Setting aside the mitigating factors that likely caused the sales disparity—the extra time Kendrick had, the availability of physical copies of Damn, Drake’s unorthodox, prolonged rollout—this moment isn’t a passing of the guard. Maybe the loss gets under Drake’s skin enough that he uses Kendrick’s name in a song, but this isn’t Kanye outselling 50 Cent in ‘07. This isn’t a referendum on bars, the triumph of reactionary hip-hop conservatism.

What it is, though, is testament of Kendrick’s dedicated fanbase and a rare occasion to watch the positive intersection of quality and popularity. I’m hard-pressed to recall a time when art of this quality reached this many people. Lemonade?

But still, it rarely works this way, especially when you consider mediums outside of music. This is like Moonlight doing Marvel numbers. An impossibility.

Damn’s chart success tells us what we already know—that black music is the most vital music being made. Black music wrestles America down to the ground while also creating space to imagine a better future than the one we appear to be chasing, fatally.  

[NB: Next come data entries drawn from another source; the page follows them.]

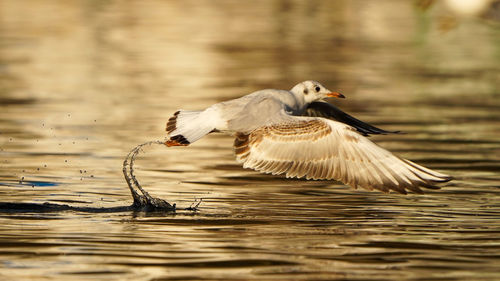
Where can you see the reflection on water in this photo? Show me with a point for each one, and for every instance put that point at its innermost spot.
(83, 82)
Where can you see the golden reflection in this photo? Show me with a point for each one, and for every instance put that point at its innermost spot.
(82, 82)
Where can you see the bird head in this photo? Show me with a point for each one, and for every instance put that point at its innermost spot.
(313, 91)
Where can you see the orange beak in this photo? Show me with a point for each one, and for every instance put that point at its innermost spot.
(335, 95)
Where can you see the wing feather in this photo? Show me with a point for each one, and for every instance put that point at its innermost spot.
(318, 148)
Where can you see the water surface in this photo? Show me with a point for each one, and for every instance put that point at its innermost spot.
(83, 82)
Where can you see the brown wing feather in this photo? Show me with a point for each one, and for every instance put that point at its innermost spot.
(317, 148)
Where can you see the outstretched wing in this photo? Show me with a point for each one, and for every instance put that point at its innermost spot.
(318, 148)
(326, 110)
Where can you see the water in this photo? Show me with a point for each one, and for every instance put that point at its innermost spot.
(83, 82)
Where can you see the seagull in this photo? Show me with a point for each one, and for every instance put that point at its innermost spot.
(298, 134)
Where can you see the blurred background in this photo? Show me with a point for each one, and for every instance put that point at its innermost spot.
(83, 82)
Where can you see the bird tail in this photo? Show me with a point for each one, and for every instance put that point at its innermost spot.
(186, 127)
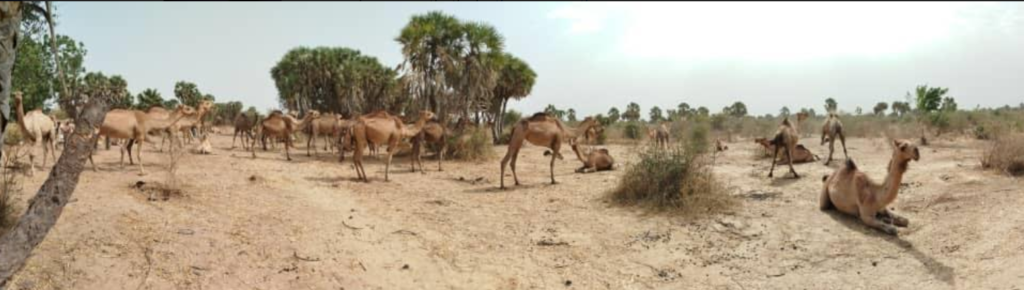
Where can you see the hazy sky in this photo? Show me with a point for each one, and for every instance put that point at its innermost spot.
(591, 56)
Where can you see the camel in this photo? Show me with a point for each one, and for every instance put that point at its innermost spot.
(545, 130)
(659, 134)
(432, 132)
(787, 136)
(596, 160)
(850, 191)
(134, 125)
(243, 128)
(278, 125)
(39, 129)
(380, 127)
(832, 128)
(323, 125)
(802, 154)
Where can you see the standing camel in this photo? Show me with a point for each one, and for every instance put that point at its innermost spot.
(380, 127)
(39, 129)
(133, 125)
(243, 128)
(832, 128)
(851, 192)
(544, 130)
(786, 136)
(276, 125)
(432, 132)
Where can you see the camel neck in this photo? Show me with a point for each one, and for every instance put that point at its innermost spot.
(893, 179)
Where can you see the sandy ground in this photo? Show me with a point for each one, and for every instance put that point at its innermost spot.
(267, 223)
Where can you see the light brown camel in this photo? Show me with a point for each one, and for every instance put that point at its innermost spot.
(278, 126)
(786, 136)
(802, 154)
(544, 130)
(133, 125)
(432, 132)
(380, 127)
(832, 128)
(323, 125)
(596, 160)
(39, 129)
(244, 128)
(851, 192)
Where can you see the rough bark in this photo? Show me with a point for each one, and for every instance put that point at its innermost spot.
(45, 208)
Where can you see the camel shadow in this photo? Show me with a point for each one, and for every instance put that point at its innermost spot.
(935, 267)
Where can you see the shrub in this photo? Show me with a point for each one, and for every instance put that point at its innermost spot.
(675, 178)
(633, 130)
(1005, 154)
(472, 145)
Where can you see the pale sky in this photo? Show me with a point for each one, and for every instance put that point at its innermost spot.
(591, 56)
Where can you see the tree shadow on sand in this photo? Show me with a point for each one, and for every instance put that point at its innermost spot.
(935, 267)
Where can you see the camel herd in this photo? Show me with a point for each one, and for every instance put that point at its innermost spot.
(847, 190)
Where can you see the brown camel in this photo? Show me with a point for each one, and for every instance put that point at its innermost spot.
(544, 130)
(278, 126)
(832, 128)
(432, 132)
(133, 125)
(244, 128)
(851, 192)
(802, 154)
(380, 127)
(786, 136)
(39, 129)
(596, 160)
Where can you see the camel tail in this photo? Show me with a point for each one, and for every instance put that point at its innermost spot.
(850, 165)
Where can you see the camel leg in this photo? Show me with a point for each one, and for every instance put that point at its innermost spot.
(893, 218)
(790, 152)
(773, 159)
(867, 216)
(842, 140)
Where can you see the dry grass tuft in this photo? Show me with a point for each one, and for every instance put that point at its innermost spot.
(679, 178)
(1006, 154)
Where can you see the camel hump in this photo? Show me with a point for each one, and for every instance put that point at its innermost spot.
(850, 165)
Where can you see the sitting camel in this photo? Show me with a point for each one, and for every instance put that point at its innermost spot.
(380, 127)
(832, 128)
(39, 129)
(786, 136)
(546, 130)
(596, 160)
(851, 192)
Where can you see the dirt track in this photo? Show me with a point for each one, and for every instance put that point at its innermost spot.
(267, 223)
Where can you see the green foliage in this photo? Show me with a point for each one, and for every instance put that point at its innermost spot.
(830, 105)
(632, 112)
(880, 109)
(655, 115)
(633, 130)
(613, 115)
(334, 79)
(150, 97)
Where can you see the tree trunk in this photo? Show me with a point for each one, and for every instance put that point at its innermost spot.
(10, 25)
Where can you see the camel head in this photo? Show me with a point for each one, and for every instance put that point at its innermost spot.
(904, 151)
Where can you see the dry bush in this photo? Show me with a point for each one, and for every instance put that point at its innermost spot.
(1006, 154)
(679, 178)
(10, 187)
(472, 145)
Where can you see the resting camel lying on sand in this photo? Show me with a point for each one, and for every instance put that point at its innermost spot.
(851, 192)
(596, 160)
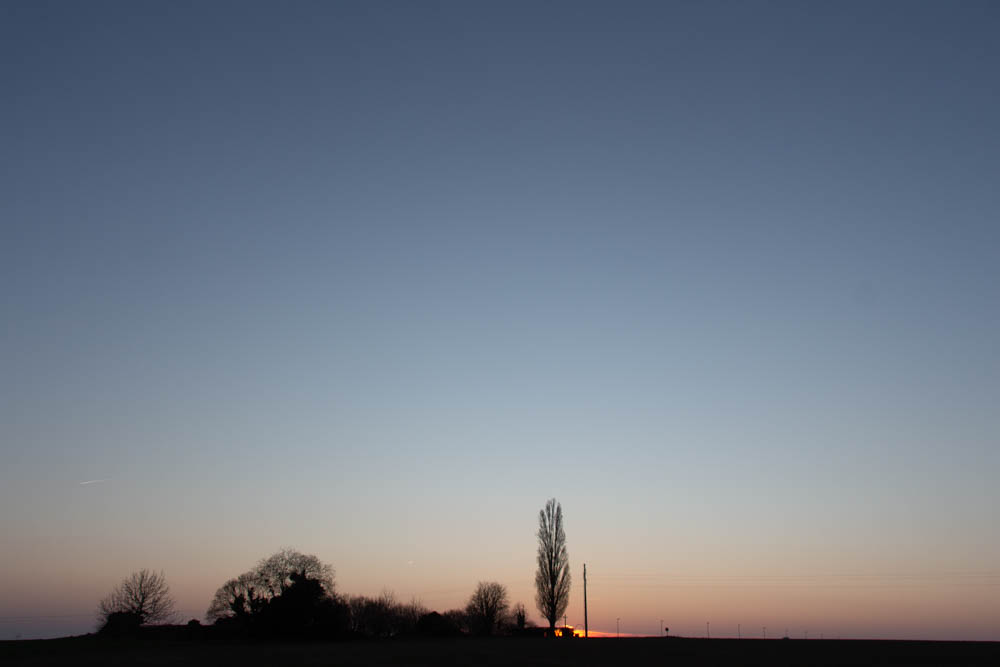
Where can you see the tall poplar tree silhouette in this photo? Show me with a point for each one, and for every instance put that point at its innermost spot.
(552, 578)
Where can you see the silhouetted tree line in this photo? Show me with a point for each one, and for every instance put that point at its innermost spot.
(293, 595)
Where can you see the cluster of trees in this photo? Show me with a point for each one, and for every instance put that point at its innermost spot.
(293, 594)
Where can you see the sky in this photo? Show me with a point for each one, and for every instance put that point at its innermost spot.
(374, 280)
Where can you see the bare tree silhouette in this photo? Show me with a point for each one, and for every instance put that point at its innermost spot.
(276, 571)
(143, 595)
(240, 597)
(552, 578)
(245, 596)
(487, 607)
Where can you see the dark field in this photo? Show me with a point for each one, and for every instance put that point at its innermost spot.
(91, 650)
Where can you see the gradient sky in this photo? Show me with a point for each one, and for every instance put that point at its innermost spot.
(376, 279)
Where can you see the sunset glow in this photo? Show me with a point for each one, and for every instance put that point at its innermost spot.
(375, 280)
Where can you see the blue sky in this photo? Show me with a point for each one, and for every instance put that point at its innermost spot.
(722, 277)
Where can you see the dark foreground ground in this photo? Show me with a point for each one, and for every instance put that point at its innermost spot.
(91, 650)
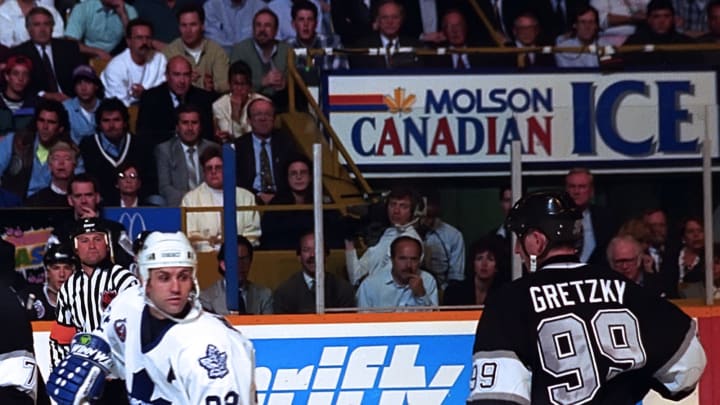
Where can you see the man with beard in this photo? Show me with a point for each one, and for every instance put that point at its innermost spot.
(406, 285)
(137, 68)
(297, 294)
(24, 155)
(266, 57)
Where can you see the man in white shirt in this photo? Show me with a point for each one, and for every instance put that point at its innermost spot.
(137, 68)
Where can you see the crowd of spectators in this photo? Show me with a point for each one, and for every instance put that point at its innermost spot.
(109, 103)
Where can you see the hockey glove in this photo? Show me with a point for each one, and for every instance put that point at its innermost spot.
(80, 377)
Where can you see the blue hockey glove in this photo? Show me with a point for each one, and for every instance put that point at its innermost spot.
(80, 377)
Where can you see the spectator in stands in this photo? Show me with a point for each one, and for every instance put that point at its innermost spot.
(113, 145)
(156, 117)
(209, 61)
(526, 30)
(60, 262)
(17, 102)
(712, 36)
(625, 256)
(389, 20)
(281, 229)
(505, 200)
(259, 167)
(455, 31)
(296, 295)
(137, 68)
(24, 154)
(227, 22)
(13, 14)
(81, 108)
(487, 261)
(304, 22)
(128, 184)
(177, 159)
(401, 206)
(639, 230)
(53, 59)
(85, 202)
(99, 25)
(352, 20)
(660, 31)
(685, 265)
(598, 224)
(252, 298)
(656, 220)
(205, 229)
(405, 285)
(584, 34)
(690, 17)
(556, 17)
(230, 110)
(62, 162)
(619, 18)
(444, 245)
(266, 57)
(163, 16)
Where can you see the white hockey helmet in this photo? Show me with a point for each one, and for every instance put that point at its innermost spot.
(161, 249)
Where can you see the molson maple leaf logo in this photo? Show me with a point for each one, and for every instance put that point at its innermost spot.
(400, 103)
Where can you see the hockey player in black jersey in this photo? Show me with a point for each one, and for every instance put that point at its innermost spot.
(569, 333)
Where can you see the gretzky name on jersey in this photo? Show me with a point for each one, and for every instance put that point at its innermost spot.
(566, 294)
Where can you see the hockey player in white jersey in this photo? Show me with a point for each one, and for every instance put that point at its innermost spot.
(158, 339)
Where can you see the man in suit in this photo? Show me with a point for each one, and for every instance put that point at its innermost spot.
(261, 168)
(296, 295)
(156, 118)
(598, 224)
(53, 59)
(253, 298)
(389, 20)
(178, 167)
(266, 57)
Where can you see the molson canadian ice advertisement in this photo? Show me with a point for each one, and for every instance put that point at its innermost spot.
(465, 124)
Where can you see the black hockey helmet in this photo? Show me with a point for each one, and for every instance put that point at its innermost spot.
(553, 213)
(59, 253)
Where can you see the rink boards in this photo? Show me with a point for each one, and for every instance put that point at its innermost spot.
(387, 359)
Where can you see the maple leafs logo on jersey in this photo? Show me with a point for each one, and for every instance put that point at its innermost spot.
(215, 362)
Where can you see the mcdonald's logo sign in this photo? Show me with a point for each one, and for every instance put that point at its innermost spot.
(133, 222)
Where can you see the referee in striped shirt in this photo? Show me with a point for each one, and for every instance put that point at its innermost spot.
(88, 291)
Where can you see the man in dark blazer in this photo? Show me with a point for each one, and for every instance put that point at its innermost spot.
(63, 54)
(156, 115)
(172, 157)
(352, 20)
(261, 115)
(389, 20)
(296, 295)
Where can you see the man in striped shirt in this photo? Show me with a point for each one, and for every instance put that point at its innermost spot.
(88, 291)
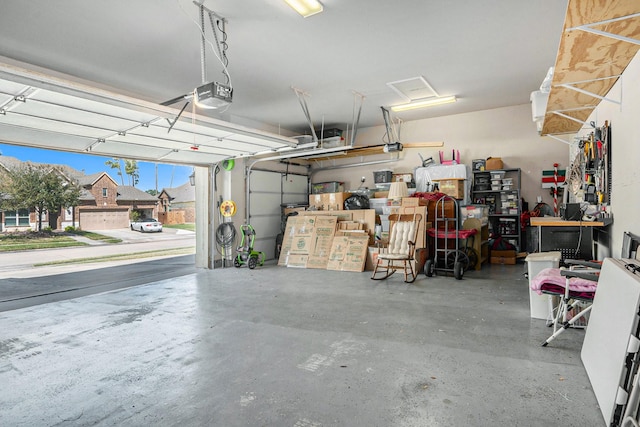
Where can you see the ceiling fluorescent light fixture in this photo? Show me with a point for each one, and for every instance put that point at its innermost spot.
(305, 8)
(423, 103)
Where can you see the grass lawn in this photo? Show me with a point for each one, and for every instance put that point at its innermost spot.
(190, 227)
(30, 240)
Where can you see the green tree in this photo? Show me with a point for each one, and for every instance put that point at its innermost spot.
(42, 188)
(133, 171)
(116, 163)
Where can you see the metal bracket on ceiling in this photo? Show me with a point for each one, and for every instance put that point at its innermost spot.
(566, 116)
(595, 95)
(589, 29)
(559, 139)
(16, 100)
(305, 109)
(358, 101)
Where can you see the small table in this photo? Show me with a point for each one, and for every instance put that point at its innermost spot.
(556, 234)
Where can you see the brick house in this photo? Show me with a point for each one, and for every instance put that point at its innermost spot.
(103, 204)
(177, 204)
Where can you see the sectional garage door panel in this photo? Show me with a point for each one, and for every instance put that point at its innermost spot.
(104, 219)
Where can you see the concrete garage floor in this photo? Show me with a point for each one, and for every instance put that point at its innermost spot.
(287, 347)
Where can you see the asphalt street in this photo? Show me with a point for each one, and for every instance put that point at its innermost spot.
(24, 284)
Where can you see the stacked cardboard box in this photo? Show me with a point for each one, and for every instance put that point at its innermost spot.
(328, 239)
(348, 253)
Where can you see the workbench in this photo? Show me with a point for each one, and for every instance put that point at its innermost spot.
(574, 239)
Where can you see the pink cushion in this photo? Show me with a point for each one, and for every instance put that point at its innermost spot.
(552, 276)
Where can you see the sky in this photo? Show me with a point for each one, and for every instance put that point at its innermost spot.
(168, 175)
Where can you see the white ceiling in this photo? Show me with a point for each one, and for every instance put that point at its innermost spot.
(490, 53)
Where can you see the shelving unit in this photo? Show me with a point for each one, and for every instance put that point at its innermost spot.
(500, 191)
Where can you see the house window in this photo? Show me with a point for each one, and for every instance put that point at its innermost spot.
(16, 218)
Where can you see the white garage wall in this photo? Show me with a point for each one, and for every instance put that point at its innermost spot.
(507, 132)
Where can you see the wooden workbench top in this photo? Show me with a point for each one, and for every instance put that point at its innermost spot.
(559, 222)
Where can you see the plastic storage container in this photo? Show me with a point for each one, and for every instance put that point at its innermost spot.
(383, 176)
(539, 304)
(327, 187)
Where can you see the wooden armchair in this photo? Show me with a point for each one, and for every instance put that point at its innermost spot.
(401, 248)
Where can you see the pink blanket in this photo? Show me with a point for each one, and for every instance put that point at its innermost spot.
(552, 276)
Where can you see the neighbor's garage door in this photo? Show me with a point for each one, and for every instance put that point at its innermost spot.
(269, 190)
(104, 219)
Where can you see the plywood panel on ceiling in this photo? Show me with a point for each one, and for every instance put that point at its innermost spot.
(590, 62)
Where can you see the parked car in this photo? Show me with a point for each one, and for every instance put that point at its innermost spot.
(146, 225)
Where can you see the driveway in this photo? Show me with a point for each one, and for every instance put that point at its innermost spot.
(24, 283)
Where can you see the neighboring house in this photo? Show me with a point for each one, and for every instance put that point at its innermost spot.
(103, 204)
(178, 204)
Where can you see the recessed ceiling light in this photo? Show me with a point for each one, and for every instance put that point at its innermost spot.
(423, 103)
(305, 8)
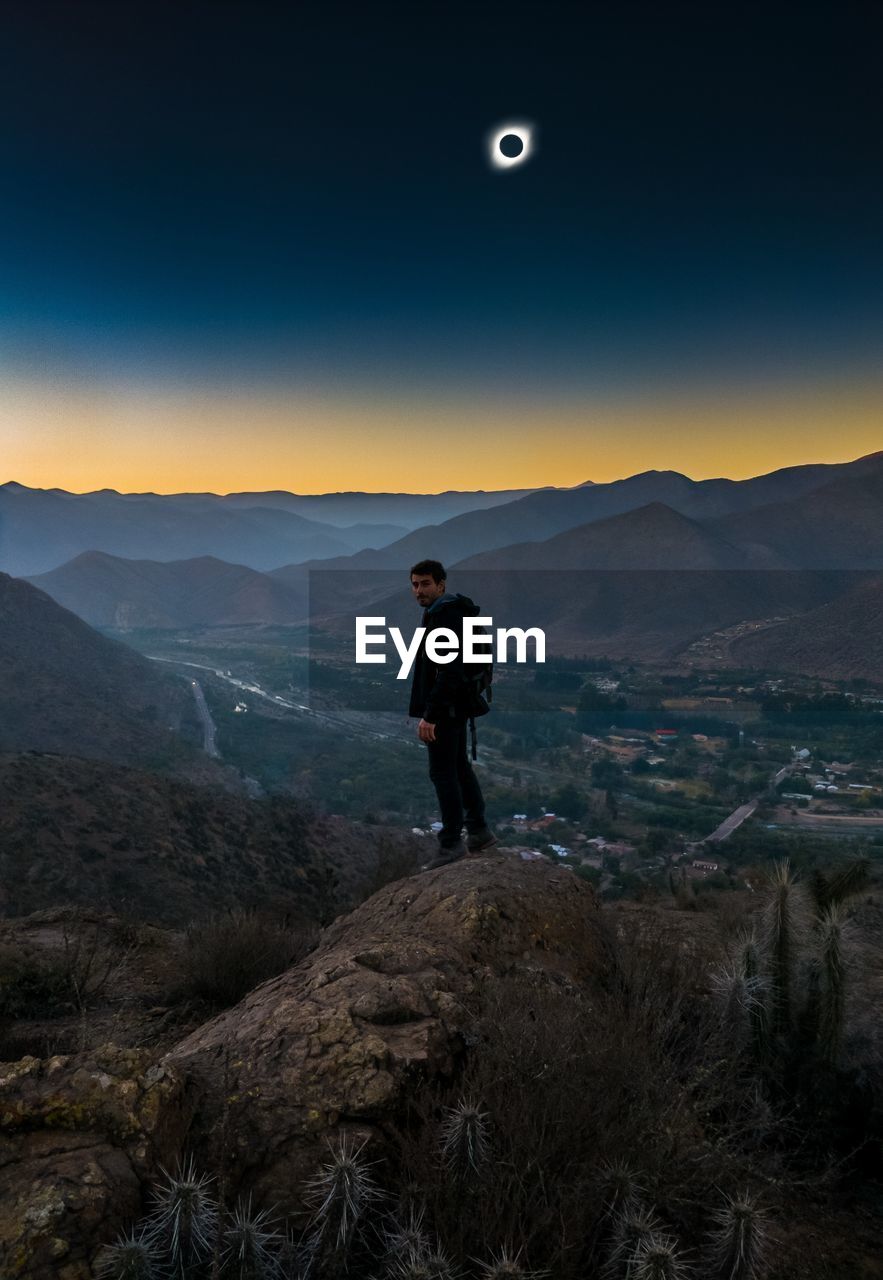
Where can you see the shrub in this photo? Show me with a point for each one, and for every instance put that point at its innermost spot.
(228, 955)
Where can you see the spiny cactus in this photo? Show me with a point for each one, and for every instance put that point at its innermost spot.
(131, 1257)
(507, 1266)
(184, 1216)
(657, 1257)
(740, 996)
(250, 1246)
(634, 1225)
(465, 1142)
(739, 1240)
(406, 1239)
(785, 920)
(620, 1187)
(341, 1193)
(829, 961)
(433, 1265)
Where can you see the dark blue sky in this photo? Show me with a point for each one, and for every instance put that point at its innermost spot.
(269, 192)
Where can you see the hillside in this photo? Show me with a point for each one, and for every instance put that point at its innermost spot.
(591, 1046)
(654, 536)
(41, 529)
(110, 592)
(840, 640)
(545, 513)
(64, 688)
(840, 525)
(161, 850)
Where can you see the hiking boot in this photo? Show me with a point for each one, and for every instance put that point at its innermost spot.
(452, 854)
(480, 840)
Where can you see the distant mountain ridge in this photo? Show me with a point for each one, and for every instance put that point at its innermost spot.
(111, 592)
(545, 513)
(41, 529)
(67, 689)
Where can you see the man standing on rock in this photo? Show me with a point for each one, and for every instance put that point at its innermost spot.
(439, 698)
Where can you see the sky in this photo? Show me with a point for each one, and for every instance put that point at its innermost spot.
(261, 246)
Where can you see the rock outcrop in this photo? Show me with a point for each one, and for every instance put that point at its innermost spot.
(334, 1042)
(332, 1046)
(79, 1136)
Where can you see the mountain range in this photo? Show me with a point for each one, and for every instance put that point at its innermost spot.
(41, 529)
(67, 689)
(662, 561)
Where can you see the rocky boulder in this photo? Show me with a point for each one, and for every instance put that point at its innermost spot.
(79, 1137)
(333, 1045)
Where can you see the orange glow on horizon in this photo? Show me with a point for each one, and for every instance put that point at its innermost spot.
(137, 439)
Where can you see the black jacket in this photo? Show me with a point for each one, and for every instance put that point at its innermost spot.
(437, 690)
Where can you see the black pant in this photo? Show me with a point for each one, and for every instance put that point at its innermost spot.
(454, 781)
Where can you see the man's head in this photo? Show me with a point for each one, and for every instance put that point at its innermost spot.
(428, 581)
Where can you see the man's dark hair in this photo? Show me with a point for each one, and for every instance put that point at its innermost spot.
(434, 567)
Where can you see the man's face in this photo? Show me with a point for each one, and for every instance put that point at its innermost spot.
(425, 589)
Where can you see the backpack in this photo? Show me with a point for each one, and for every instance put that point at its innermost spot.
(477, 689)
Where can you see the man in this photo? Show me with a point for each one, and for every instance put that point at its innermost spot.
(438, 698)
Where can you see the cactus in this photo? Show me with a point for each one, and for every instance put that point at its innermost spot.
(739, 1242)
(184, 1216)
(433, 1265)
(129, 1257)
(620, 1187)
(465, 1146)
(507, 1266)
(341, 1193)
(785, 920)
(657, 1257)
(634, 1225)
(250, 1244)
(406, 1240)
(740, 995)
(831, 965)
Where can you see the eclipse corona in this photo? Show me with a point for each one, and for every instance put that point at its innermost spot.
(522, 131)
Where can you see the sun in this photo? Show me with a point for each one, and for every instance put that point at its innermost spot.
(503, 140)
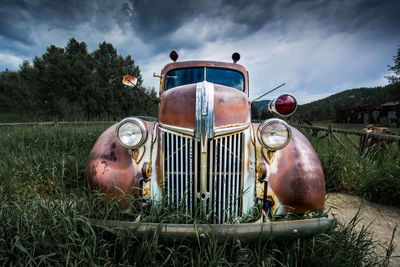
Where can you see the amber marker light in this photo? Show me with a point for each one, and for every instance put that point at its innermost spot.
(284, 105)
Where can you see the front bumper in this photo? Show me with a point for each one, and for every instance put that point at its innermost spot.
(245, 232)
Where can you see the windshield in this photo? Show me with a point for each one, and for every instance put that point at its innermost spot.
(225, 77)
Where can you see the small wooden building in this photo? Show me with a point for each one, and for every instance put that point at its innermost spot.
(386, 114)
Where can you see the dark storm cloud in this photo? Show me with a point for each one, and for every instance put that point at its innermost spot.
(157, 20)
(317, 46)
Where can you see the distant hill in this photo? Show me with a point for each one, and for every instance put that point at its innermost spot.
(325, 109)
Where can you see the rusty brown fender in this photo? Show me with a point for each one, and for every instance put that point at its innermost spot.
(297, 177)
(110, 167)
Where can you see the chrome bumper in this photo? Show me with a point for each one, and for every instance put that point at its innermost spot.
(244, 232)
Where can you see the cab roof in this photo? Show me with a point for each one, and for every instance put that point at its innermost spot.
(206, 63)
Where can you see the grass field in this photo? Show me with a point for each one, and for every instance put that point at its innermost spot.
(44, 212)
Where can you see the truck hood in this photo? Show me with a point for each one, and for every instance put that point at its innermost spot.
(178, 106)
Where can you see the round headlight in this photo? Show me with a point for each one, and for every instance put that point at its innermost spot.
(131, 133)
(274, 134)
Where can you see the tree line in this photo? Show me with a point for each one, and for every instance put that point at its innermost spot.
(71, 83)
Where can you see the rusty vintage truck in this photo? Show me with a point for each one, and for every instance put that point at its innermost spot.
(204, 153)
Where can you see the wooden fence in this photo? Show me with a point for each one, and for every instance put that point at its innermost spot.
(366, 139)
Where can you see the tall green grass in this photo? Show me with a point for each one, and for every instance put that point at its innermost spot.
(57, 232)
(375, 173)
(44, 217)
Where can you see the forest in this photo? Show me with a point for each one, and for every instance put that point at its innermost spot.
(72, 83)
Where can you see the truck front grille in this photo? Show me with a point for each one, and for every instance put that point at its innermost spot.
(222, 197)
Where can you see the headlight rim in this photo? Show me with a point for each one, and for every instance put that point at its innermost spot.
(142, 127)
(268, 122)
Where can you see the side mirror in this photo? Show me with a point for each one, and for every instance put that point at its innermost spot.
(129, 81)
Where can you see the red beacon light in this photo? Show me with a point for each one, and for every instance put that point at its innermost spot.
(283, 105)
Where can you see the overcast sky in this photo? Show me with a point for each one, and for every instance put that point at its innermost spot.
(317, 47)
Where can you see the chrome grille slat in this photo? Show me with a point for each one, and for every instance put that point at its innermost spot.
(224, 178)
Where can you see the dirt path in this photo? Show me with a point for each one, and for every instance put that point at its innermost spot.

The clamor for Kendrick’s chart dominance to mean something beyond that, especially with regards to Drake and hip-hop, has more to do with the macho, competitive nature of rap than it does the content of either Damn or More Life. Neither project—fleeting moments aside—could accurately be described as attempts to assert yourself as the best rapper in game, in the traditional sense. Kendrick’s prowess is in service of exacting self-analysis and conceptual storytelling. Kendrick calls himself the greatest on the final track of Damn, and he’s not wrong, but the assertion is offhand, and part of a larger point about chance, karma, and God’s plan. More Life is course correction with gusto; Drake samples sounds and styles gleefully, like a person at a party showing off all the cool people they know by means of endless introductions. But ultimately he arrives at the conclusion that he needs rest. It’s a postcard from vacation.

On the one hand, it’s maddening that so many of us insist on comparing Kendrick and Drake, as if there can be only one, as if the one disc knocks the other out of existence. (You can listen to multiple albums in the course of a day.) True, they ask for it in that when one asserts that he’s the greatest, which then asks the listener to weigh the validity of the statement. Because Kendrick and Drake have the most legitimate claims to that title right now, the comparison persists. But it’s a sports-type impulse, and I hate sports.

I do enjoy criticism, though, and love analyzing the minutiae of a project to determine which thing is best, which is most successful in its aims, which stirs me most. In that sense, I’m happy to debate whether More Life is better than Damn. (It’s not.) I’m happy to argue over whether Damn is Kendrick’s best album. (It is.) And I’m happy to speak about the 2017 album that cratered me hardest, that feels like the definitive work in an ever-surprising career. (That would be Hndrxx.)

All the other conversations are diverting noise. Invigorating to listen to and often hard to ignore for the entertaining hyperbole and inventive, high-wire rhetoric. But noise nevertheless. Sometimes, it can drive even more people to the album, as it may have done for Damn. Still, it’s not the main course. That would be the music.